Prof Riaan Luyt from the University of the Free State’s Qwaqwa Campus has started a 12-month sabbatical in Qatar. This follows an invitation by the Qatar University in Doha to work as a research professor at the university's Centre of Advanced Materials.

In the 21 years that he has spent on the Qwaqwa Campus, Prof Luyt has published more than 165 research papers in international scientific journals and has had over 1 850 citations by other international scientists. He also reviews scientific research on polymer science in more than 10 journals.

“There were no science laboratories when I first came here and I made it my mission to establish them as soon as possible as I was passionate about research then, as I am now,” said Prof Luyt.

He has supervised twenty five master’s and eight doctoral students and is currently supervising five master’s and six doctoral students. Prof Luyt also serves on the International Advisory Board of eXPRESS Polymer Letters – one of the leading polymer science journals.

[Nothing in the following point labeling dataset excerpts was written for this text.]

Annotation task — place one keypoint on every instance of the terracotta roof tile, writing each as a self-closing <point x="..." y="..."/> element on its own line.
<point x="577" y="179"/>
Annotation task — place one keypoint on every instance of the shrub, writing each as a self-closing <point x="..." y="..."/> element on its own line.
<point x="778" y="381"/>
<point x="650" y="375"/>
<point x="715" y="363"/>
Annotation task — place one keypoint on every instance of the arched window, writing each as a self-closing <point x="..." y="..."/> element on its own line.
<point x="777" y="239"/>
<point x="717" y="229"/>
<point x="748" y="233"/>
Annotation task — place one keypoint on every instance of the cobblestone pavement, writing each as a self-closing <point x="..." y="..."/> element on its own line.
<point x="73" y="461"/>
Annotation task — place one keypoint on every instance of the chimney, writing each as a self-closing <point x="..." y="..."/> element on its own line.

In 2012, he was listed as the second-best researcher at the UFS and is a regular keynote speaker at international conferences. He has mentored many students who are now leaders in the industry. One of his current doctoral students came to the university as a student in the University Preparatory Programme (UPP), who had not passed matric well enough to be admitted. Yet, Prof Luyt mentored her to where she is today –  currently finalising her PhD in Polymer Science.